Current Stats for Women-Owned Businesses
Since H.R. 5050, there has been a significant increase of thriving and lucrative women-owned businesses taking up a large share of firms in the United States. According to the 2017 State of Women-Owned Businesses Report, commissioned by American Express, the number, and revenue, of women-owned businesses in the United States has more than doubled in the last 20 years.
There are 114 percent more women-owned businesses in the nation than there were two decades ago, and their revenue has increased by 103 percent by 1997. Moreover, the growth of women-owned businesses is taking place 2.5 times faster than the national average, with women starting an average of 849 new businesses per day.

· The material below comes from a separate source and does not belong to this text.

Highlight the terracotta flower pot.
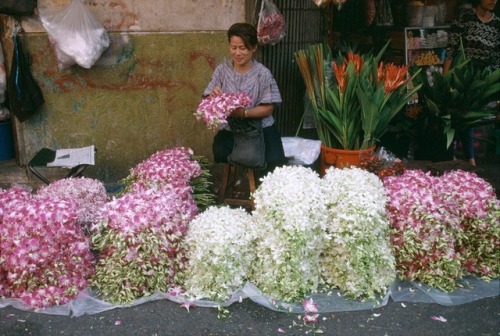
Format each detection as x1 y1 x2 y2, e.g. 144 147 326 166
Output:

Minority Women Business Owners
Small businesses owned by minority women, especially women of color, have grown exponentially over the past 20 years. Firms owned by minority women comprise 46 percent of all women-owned firms, have over 2 million employees combined, and generate a total of $361 billion in revenue. According to the report, the number of firms owned by women of color grew by 467 percent during this time, which is over four times the rate of all women-owned businesses.
Looking Ahead—2018 NAWRB Women in the Housing Ecosystem Report
Women-owned businesses make significant contributions to the economy, and they can make an even greater impact if their share of employment and revenues—currently 8 percent and 4.2 percent, respectively—matched or exceeded their 39 percent share of firms. If the revenues of minority women-owned businesses matched the revenues generated by other women-owned businesses, they could add $1.1 trillion in revenues and 3.8 million new jobs to the economy.
To see these predictions become a reality, there needs to be increased support in training programs in entrepreneurial, minority and women-owned certification, access to capital and greater advocacy of these issues.
“The H.R. 5050 was a pivotal moment for women’s economic growth by allowing women to obtain a business loan without a male co-signer,” states Desiree Patno, CEO & President of NAWRB. “Today, women are taking the lead in sharing their personal stories and providing the platform for others starting their own businesses. Future generations will be inspired to dream big and take the risk in making their dreams a reality.”